Agraphages
Le petit journal du fanzinat

À propos

AGRAPHAGES

Déblayée dans le courant du mois de juin 2008 – alors que la préparation à l’édition annuelle de la Japan Expo battait son plein (et la caisse claire du système nerveux de tous les fanzineux en retard de l’univers), Agraphages n’est pas une association de papier, mais une association d’idées et d’envies de partage passionnées.
Agraphages, comme pour désigner la découverte goulue et dévoreuse : la volonté d’entrouvrir toujours plus les portes sur le monde du fanzinat (portes qu’avaient déjà forcées des sites comme Méluzine). Le constat suivant couvrit nos cœurs de tant de baume qu’il nous sembla impossible de nous réprimer ; car fort de ses pratiquants motivés rejoignant par la suite la scène professionnelle, le fanzinat n’a eu de cesse, au cours des années passées, de délivrer de nouveaux noms, de nouveaux styles, puis de donner à ces noms la possibilité d’être remarqués par quelques sphères mouvantes (lecteurs festivaliers, auteurs, éditeurs, masseurs, présidents de clubs de tennis).

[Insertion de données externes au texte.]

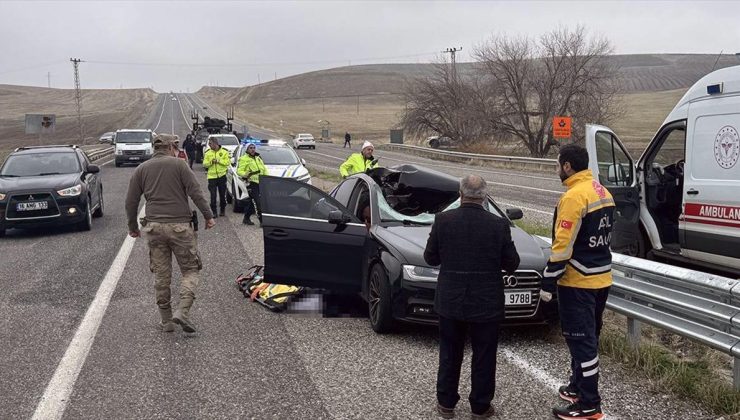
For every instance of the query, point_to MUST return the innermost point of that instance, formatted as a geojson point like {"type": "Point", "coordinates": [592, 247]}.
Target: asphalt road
{"type": "Point", "coordinates": [244, 361]}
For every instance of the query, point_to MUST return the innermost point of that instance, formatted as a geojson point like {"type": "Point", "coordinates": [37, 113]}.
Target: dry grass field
{"type": "Point", "coordinates": [103, 110]}
{"type": "Point", "coordinates": [367, 100]}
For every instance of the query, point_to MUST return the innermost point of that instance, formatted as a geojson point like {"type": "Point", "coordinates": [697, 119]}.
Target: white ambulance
{"type": "Point", "coordinates": [681, 199]}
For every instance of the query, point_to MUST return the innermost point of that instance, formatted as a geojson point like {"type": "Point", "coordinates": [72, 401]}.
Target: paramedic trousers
{"type": "Point", "coordinates": [217, 185]}
{"type": "Point", "coordinates": [164, 240]}
{"type": "Point", "coordinates": [581, 312]}
{"type": "Point", "coordinates": [253, 189]}
{"type": "Point", "coordinates": [484, 341]}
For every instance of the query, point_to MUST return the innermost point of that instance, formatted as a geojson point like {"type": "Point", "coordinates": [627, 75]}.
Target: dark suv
{"type": "Point", "coordinates": [49, 185]}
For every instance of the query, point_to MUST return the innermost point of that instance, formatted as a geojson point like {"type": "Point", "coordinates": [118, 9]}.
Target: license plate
{"type": "Point", "coordinates": [33, 205]}
{"type": "Point", "coordinates": [517, 298]}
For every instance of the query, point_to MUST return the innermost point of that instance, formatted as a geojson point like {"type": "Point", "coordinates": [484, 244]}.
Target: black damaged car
{"type": "Point", "coordinates": [368, 236]}
{"type": "Point", "coordinates": [49, 186]}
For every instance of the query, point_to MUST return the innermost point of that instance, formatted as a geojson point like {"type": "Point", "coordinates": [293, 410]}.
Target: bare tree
{"type": "Point", "coordinates": [564, 73]}
{"type": "Point", "coordinates": [445, 103]}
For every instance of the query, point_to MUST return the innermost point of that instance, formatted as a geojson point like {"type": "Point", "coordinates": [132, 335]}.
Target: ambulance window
{"type": "Point", "coordinates": [672, 149]}
{"type": "Point", "coordinates": [615, 166]}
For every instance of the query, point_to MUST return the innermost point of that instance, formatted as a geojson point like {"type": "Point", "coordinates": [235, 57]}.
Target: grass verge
{"type": "Point", "coordinates": [691, 379]}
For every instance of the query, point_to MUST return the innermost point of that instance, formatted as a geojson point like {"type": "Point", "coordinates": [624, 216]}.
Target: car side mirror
{"type": "Point", "coordinates": [336, 217]}
{"type": "Point", "coordinates": [514, 214]}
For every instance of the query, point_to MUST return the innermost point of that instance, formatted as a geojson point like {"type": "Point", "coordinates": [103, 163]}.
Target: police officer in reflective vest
{"type": "Point", "coordinates": [251, 167]}
{"type": "Point", "coordinates": [580, 265]}
{"type": "Point", "coordinates": [359, 162]}
{"type": "Point", "coordinates": [166, 183]}
{"type": "Point", "coordinates": [217, 160]}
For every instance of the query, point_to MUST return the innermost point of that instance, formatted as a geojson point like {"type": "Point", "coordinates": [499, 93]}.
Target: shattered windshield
{"type": "Point", "coordinates": [388, 214]}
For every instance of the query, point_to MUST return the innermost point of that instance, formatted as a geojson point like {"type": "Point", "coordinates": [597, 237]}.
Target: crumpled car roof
{"type": "Point", "coordinates": [412, 190]}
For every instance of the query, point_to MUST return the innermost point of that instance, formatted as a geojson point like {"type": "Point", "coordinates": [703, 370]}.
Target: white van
{"type": "Point", "coordinates": [681, 199]}
{"type": "Point", "coordinates": [133, 146]}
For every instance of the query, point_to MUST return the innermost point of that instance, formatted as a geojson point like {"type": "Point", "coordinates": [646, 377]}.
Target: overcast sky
{"type": "Point", "coordinates": [241, 41]}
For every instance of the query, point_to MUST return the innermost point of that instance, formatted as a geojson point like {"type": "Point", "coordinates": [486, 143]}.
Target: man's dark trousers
{"type": "Point", "coordinates": [484, 340]}
{"type": "Point", "coordinates": [581, 313]}
{"type": "Point", "coordinates": [217, 185]}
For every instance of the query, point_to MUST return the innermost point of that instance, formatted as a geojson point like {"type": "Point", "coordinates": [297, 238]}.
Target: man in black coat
{"type": "Point", "coordinates": [472, 245]}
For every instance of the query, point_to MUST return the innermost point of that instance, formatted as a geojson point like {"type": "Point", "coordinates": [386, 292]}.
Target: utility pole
{"type": "Point", "coordinates": [78, 96]}
{"type": "Point", "coordinates": [452, 52]}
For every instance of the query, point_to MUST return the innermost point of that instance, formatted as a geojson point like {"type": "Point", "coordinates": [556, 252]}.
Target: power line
{"type": "Point", "coordinates": [121, 63]}
{"type": "Point", "coordinates": [78, 96]}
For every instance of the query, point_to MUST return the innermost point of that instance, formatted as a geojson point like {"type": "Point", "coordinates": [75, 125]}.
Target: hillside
{"type": "Point", "coordinates": [367, 100]}
{"type": "Point", "coordinates": [103, 110]}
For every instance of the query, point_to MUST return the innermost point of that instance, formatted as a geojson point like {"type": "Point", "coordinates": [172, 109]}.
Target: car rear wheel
{"type": "Point", "coordinates": [99, 210]}
{"type": "Point", "coordinates": [86, 224]}
{"type": "Point", "coordinates": [379, 301]}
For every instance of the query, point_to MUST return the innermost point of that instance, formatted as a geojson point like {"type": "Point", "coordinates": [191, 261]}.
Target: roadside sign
{"type": "Point", "coordinates": [561, 127]}
{"type": "Point", "coordinates": [40, 123]}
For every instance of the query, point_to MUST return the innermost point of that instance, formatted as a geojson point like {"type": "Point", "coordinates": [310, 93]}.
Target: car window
{"type": "Point", "coordinates": [36, 164]}
{"type": "Point", "coordinates": [298, 199]}
{"type": "Point", "coordinates": [133, 137]}
{"type": "Point", "coordinates": [388, 214]}
{"type": "Point", "coordinates": [344, 190]}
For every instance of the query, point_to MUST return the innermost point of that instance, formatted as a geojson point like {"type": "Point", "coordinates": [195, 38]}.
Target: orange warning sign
{"type": "Point", "coordinates": [561, 127]}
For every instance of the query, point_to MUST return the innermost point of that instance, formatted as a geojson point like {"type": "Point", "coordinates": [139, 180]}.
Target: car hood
{"type": "Point", "coordinates": [286, 171]}
{"type": "Point", "coordinates": [34, 183]}
{"type": "Point", "coordinates": [409, 243]}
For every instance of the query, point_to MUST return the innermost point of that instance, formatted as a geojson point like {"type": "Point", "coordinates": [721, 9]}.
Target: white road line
{"type": "Point", "coordinates": [160, 114]}
{"type": "Point", "coordinates": [57, 393]}
{"type": "Point", "coordinates": [182, 111]}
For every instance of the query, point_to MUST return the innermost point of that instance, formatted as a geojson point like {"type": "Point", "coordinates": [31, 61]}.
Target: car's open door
{"type": "Point", "coordinates": [310, 239]}
{"type": "Point", "coordinates": [614, 168]}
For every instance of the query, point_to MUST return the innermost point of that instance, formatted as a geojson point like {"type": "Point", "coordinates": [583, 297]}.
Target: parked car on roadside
{"type": "Point", "coordinates": [49, 186]}
{"type": "Point", "coordinates": [304, 140]}
{"type": "Point", "coordinates": [280, 160]}
{"type": "Point", "coordinates": [107, 137]}
{"type": "Point", "coordinates": [321, 240]}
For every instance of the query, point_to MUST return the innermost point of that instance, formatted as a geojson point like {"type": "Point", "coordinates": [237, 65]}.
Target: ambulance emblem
{"type": "Point", "coordinates": [727, 147]}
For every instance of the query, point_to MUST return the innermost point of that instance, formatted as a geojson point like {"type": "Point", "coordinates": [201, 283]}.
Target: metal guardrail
{"type": "Point", "coordinates": [699, 306]}
{"type": "Point", "coordinates": [512, 162]}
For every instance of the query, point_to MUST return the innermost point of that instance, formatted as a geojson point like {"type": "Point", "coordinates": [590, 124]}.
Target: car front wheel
{"type": "Point", "coordinates": [379, 301]}
{"type": "Point", "coordinates": [86, 224]}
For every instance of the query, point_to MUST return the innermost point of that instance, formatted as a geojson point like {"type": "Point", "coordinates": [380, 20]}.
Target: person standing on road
{"type": "Point", "coordinates": [217, 161]}
{"type": "Point", "coordinates": [166, 183]}
{"type": "Point", "coordinates": [189, 146]}
{"type": "Point", "coordinates": [347, 139]}
{"type": "Point", "coordinates": [359, 162]}
{"type": "Point", "coordinates": [580, 265]}
{"type": "Point", "coordinates": [251, 167]}
{"type": "Point", "coordinates": [472, 246]}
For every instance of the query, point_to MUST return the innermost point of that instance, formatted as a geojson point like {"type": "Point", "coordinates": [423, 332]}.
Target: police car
{"type": "Point", "coordinates": [280, 160]}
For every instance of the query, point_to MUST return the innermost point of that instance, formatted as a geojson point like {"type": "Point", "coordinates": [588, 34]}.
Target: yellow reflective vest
{"type": "Point", "coordinates": [581, 233]}
{"type": "Point", "coordinates": [251, 167]}
{"type": "Point", "coordinates": [355, 163]}
{"type": "Point", "coordinates": [217, 162]}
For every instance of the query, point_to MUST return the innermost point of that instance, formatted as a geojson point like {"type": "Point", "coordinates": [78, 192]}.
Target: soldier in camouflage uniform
{"type": "Point", "coordinates": [166, 183]}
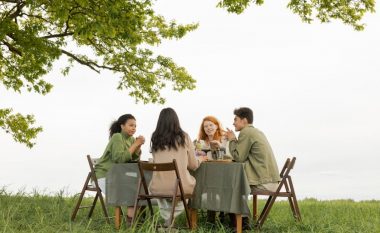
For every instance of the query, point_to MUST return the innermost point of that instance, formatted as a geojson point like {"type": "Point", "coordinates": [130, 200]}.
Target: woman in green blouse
{"type": "Point", "coordinates": [121, 148]}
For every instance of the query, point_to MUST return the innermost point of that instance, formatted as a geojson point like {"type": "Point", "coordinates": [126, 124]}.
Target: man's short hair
{"type": "Point", "coordinates": [244, 113]}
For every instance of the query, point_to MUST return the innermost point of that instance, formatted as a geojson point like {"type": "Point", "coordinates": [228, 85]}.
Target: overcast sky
{"type": "Point", "coordinates": [314, 90]}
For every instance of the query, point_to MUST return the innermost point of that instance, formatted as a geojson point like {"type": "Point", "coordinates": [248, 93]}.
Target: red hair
{"type": "Point", "coordinates": [219, 131]}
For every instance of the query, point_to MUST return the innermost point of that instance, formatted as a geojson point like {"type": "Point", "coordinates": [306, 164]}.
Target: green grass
{"type": "Point", "coordinates": [36, 212]}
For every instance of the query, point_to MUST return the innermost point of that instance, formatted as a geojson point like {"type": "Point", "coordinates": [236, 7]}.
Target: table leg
{"type": "Point", "coordinates": [239, 223]}
{"type": "Point", "coordinates": [117, 217]}
{"type": "Point", "coordinates": [193, 218]}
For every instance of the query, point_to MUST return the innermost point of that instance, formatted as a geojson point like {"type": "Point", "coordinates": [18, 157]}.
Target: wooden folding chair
{"type": "Point", "coordinates": [159, 167]}
{"type": "Point", "coordinates": [286, 181]}
{"type": "Point", "coordinates": [88, 186]}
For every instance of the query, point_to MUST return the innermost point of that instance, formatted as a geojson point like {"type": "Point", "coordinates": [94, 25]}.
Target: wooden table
{"type": "Point", "coordinates": [223, 187]}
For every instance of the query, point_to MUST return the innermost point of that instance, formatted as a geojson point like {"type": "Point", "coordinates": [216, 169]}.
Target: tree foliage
{"type": "Point", "coordinates": [349, 12]}
{"type": "Point", "coordinates": [19, 126]}
{"type": "Point", "coordinates": [119, 35]}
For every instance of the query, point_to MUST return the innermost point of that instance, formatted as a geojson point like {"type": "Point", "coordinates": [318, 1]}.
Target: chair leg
{"type": "Point", "coordinates": [174, 203]}
{"type": "Point", "coordinates": [187, 213]}
{"type": "Point", "coordinates": [254, 207]}
{"type": "Point", "coordinates": [194, 218]}
{"type": "Point", "coordinates": [266, 211]}
{"type": "Point", "coordinates": [135, 211]}
{"type": "Point", "coordinates": [74, 214]}
{"type": "Point", "coordinates": [103, 206]}
{"type": "Point", "coordinates": [93, 205]}
{"type": "Point", "coordinates": [297, 210]}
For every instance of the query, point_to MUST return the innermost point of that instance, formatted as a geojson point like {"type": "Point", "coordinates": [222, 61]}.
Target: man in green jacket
{"type": "Point", "coordinates": [253, 149]}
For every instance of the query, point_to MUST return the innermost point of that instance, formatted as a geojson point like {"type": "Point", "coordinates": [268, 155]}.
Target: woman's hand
{"type": "Point", "coordinates": [140, 140]}
{"type": "Point", "coordinates": [200, 153]}
{"type": "Point", "coordinates": [202, 158]}
{"type": "Point", "coordinates": [215, 144]}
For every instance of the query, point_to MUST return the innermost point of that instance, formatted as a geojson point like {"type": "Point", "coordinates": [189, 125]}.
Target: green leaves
{"type": "Point", "coordinates": [19, 126]}
{"type": "Point", "coordinates": [35, 33]}
{"type": "Point", "coordinates": [349, 12]}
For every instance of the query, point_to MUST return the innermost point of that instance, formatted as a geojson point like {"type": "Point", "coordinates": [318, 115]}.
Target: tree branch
{"type": "Point", "coordinates": [15, 14]}
{"type": "Point", "coordinates": [58, 35]}
{"type": "Point", "coordinates": [80, 61]}
{"type": "Point", "coordinates": [12, 48]}
{"type": "Point", "coordinates": [92, 65]}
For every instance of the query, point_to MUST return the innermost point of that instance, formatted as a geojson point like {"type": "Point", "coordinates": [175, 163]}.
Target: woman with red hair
{"type": "Point", "coordinates": [211, 134]}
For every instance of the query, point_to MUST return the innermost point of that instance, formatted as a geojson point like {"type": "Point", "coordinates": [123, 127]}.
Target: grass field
{"type": "Point", "coordinates": [20, 212]}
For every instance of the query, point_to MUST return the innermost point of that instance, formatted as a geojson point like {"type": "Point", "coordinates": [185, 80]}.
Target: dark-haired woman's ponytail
{"type": "Point", "coordinates": [115, 128]}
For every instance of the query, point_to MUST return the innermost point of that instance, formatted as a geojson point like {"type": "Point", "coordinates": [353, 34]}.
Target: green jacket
{"type": "Point", "coordinates": [117, 151]}
{"type": "Point", "coordinates": [252, 148]}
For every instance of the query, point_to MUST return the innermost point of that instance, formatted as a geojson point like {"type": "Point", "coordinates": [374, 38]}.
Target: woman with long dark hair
{"type": "Point", "coordinates": [121, 148]}
{"type": "Point", "coordinates": [170, 142]}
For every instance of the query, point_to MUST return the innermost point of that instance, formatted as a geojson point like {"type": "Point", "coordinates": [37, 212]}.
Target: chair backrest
{"type": "Point", "coordinates": [285, 173]}
{"type": "Point", "coordinates": [91, 164]}
{"type": "Point", "coordinates": [159, 167]}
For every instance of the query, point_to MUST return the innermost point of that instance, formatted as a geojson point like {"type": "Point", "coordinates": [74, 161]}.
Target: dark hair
{"type": "Point", "coordinates": [168, 132]}
{"type": "Point", "coordinates": [244, 113]}
{"type": "Point", "coordinates": [116, 125]}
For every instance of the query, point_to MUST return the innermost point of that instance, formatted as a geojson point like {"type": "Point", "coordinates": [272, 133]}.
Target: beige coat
{"type": "Point", "coordinates": [163, 182]}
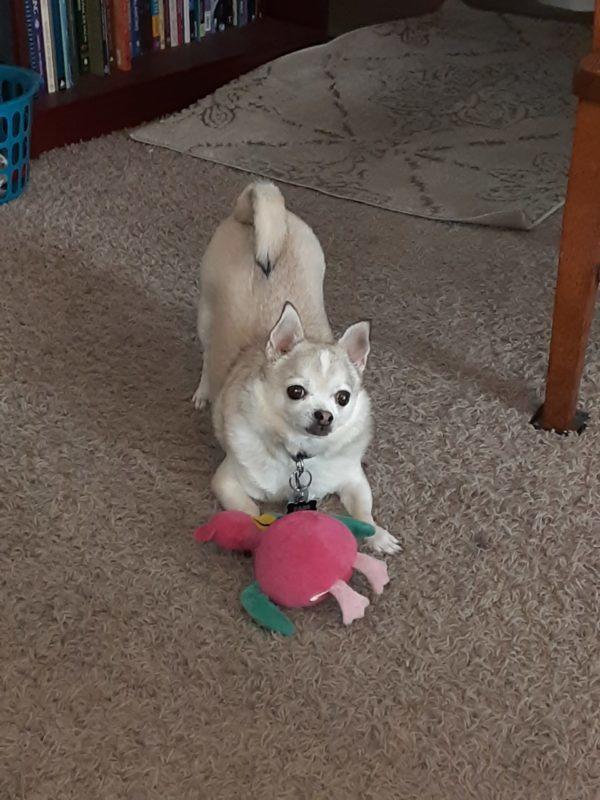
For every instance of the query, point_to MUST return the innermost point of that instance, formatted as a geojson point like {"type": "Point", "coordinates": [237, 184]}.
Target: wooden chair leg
{"type": "Point", "coordinates": [578, 275]}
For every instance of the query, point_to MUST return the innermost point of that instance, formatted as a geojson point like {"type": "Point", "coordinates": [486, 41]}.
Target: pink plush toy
{"type": "Point", "coordinates": [298, 560]}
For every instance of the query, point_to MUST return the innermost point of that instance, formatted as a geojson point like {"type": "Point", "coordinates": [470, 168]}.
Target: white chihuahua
{"type": "Point", "coordinates": [279, 384]}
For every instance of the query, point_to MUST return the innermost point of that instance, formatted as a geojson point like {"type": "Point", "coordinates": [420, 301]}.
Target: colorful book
{"type": "Point", "coordinates": [180, 12]}
{"type": "Point", "coordinates": [155, 17]}
{"type": "Point", "coordinates": [99, 64]}
{"type": "Point", "coordinates": [193, 14]}
{"type": "Point", "coordinates": [72, 36]}
{"type": "Point", "coordinates": [172, 22]}
{"type": "Point", "coordinates": [64, 43]}
{"type": "Point", "coordinates": [145, 12]}
{"type": "Point", "coordinates": [208, 16]}
{"type": "Point", "coordinates": [107, 6]}
{"type": "Point", "coordinates": [35, 42]}
{"type": "Point", "coordinates": [57, 48]}
{"type": "Point", "coordinates": [82, 36]}
{"type": "Point", "coordinates": [49, 60]}
{"type": "Point", "coordinates": [136, 41]}
{"type": "Point", "coordinates": [121, 33]}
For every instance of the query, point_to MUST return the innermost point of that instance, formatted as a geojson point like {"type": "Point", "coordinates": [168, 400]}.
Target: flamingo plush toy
{"type": "Point", "coordinates": [298, 560]}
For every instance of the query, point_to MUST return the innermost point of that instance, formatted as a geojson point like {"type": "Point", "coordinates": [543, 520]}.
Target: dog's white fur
{"type": "Point", "coordinates": [261, 260]}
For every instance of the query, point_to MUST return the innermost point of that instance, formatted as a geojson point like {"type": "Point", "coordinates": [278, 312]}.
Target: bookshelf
{"type": "Point", "coordinates": [164, 81]}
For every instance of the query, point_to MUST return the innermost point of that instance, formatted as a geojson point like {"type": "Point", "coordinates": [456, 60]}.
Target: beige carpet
{"type": "Point", "coordinates": [459, 115]}
{"type": "Point", "coordinates": [128, 669]}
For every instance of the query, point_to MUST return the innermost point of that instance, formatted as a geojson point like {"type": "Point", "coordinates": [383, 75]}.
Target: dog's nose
{"type": "Point", "coordinates": [324, 418]}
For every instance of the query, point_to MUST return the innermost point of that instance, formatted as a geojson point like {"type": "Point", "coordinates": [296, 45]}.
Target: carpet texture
{"type": "Point", "coordinates": [459, 115]}
{"type": "Point", "coordinates": [128, 669]}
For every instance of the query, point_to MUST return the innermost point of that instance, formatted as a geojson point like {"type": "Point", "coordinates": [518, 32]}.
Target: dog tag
{"type": "Point", "coordinates": [300, 481]}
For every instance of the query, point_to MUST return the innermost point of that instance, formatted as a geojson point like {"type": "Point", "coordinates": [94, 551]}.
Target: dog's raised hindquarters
{"type": "Point", "coordinates": [278, 382]}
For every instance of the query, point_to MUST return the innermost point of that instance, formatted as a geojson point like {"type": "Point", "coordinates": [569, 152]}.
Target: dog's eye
{"type": "Point", "coordinates": [296, 392]}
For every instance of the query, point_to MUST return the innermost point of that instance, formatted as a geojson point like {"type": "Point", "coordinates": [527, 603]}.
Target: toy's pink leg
{"type": "Point", "coordinates": [375, 571]}
{"type": "Point", "coordinates": [352, 604]}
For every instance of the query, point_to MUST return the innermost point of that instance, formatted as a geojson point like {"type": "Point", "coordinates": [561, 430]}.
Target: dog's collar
{"type": "Point", "coordinates": [300, 456]}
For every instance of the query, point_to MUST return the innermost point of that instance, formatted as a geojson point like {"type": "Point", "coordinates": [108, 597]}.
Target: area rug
{"type": "Point", "coordinates": [129, 671]}
{"type": "Point", "coordinates": [461, 115]}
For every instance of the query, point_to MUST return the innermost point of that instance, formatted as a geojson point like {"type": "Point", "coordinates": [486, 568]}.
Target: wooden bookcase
{"type": "Point", "coordinates": [167, 80]}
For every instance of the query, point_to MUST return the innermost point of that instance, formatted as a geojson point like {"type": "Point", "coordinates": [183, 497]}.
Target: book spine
{"type": "Point", "coordinates": [145, 25]}
{"type": "Point", "coordinates": [180, 12]}
{"type": "Point", "coordinates": [73, 47]}
{"type": "Point", "coordinates": [82, 36]}
{"type": "Point", "coordinates": [134, 21]}
{"type": "Point", "coordinates": [201, 20]}
{"type": "Point", "coordinates": [35, 44]}
{"type": "Point", "coordinates": [59, 58]}
{"type": "Point", "coordinates": [49, 62]}
{"type": "Point", "coordinates": [65, 44]}
{"type": "Point", "coordinates": [155, 18]}
{"type": "Point", "coordinates": [162, 23]}
{"type": "Point", "coordinates": [172, 17]}
{"type": "Point", "coordinates": [192, 8]}
{"type": "Point", "coordinates": [105, 33]}
{"type": "Point", "coordinates": [110, 32]}
{"type": "Point", "coordinates": [121, 33]}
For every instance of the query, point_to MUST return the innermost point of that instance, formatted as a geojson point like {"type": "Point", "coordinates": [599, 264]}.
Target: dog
{"type": "Point", "coordinates": [280, 386]}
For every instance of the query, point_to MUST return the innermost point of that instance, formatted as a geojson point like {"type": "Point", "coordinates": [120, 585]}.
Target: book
{"type": "Point", "coordinates": [82, 36]}
{"type": "Point", "coordinates": [173, 36]}
{"type": "Point", "coordinates": [155, 17]}
{"type": "Point", "coordinates": [208, 16]}
{"type": "Point", "coordinates": [180, 12]}
{"type": "Point", "coordinates": [72, 37]}
{"type": "Point", "coordinates": [99, 64]}
{"type": "Point", "coordinates": [193, 15]}
{"type": "Point", "coordinates": [65, 43]}
{"type": "Point", "coordinates": [57, 47]}
{"type": "Point", "coordinates": [107, 6]}
{"type": "Point", "coordinates": [35, 43]}
{"type": "Point", "coordinates": [134, 21]}
{"type": "Point", "coordinates": [49, 60]}
{"type": "Point", "coordinates": [121, 33]}
{"type": "Point", "coordinates": [145, 12]}
{"type": "Point", "coordinates": [162, 21]}
{"type": "Point", "coordinates": [6, 33]}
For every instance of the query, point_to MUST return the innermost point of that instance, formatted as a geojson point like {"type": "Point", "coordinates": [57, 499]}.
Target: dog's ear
{"type": "Point", "coordinates": [357, 344]}
{"type": "Point", "coordinates": [286, 334]}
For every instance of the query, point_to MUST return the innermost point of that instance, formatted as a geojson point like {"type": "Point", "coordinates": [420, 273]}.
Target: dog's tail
{"type": "Point", "coordinates": [261, 205]}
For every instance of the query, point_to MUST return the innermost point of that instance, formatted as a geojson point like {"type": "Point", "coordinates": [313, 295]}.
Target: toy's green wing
{"type": "Point", "coordinates": [361, 530]}
{"type": "Point", "coordinates": [266, 613]}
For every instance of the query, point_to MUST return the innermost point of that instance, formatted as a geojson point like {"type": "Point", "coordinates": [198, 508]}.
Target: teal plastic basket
{"type": "Point", "coordinates": [17, 89]}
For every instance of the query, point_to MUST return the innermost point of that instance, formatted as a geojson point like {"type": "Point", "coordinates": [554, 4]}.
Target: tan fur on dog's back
{"type": "Point", "coordinates": [242, 303]}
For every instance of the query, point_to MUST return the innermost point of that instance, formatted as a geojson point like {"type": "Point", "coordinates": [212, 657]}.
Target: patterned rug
{"type": "Point", "coordinates": [462, 115]}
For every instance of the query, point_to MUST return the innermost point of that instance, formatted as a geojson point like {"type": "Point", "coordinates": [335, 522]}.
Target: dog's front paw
{"type": "Point", "coordinates": [199, 400]}
{"type": "Point", "coordinates": [383, 542]}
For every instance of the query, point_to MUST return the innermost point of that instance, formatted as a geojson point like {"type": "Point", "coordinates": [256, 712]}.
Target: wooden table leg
{"type": "Point", "coordinates": [578, 275]}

C’est un immense microcosme en constante expansion, un univers plein de possibilités, d’embranchements incisifs, d’espoirs motivants… Et si tout ce bouillonnement se montre présent à l’appel lors de conventions, festivals, et rendez-vous divers, la toile se doit bien de s’ébrouer les électrons !
Aussi, à l’instar de sites généralistes, pilant leur glace et leurs avis sur quelque carrefour artistique qu’il s’agisse (bande dessinée, manga, cinéma, musique, élevage de suricates, automutilation des wombats en période de mousson non alcoolisée), Agraphages souhaite parler des fanzines. Les observer, les retourner, les décortiquer, les comprendre et les analyser, pour faire partager chroniques, avis et élans motivés à tous.

AGRAPHAGEONS !

Les chroniques proposées sur ce site seront bien souvent subdivisées, de sorte à éviter tout avis catégorique. Dans un premier temps, il s’agira de parler du fanzine en tant qu’ « objet » : les remarques tenteront d’être les plus objectives et ouvertes, et s’attacheront aux détails de création, de finition, au travail de mise en page, d’écriture, de graphisme et de dessin. La seconde partie de la chronique se réserve la possibilité d’exposer un épanchement plus personnel, plus ressenti : coups de cœur jamais ravageurs (puisque l’objectif n’est pas de brandir l’étendard du « j’aime bof », mais d’argumenter, de s’expliquer et de donner envie aux curieux de s’intéresser au fanzine chroniqué), les notes émises seront de toute manière, sujettes à fluctuations – différents Agraphages peuvent choisir d’écrire sur un même fanzine – et à modération – les commentaires, grands ouverts sous chaque chronique, accueilleront vos avis concordants ou divergents concernant les avis exposés.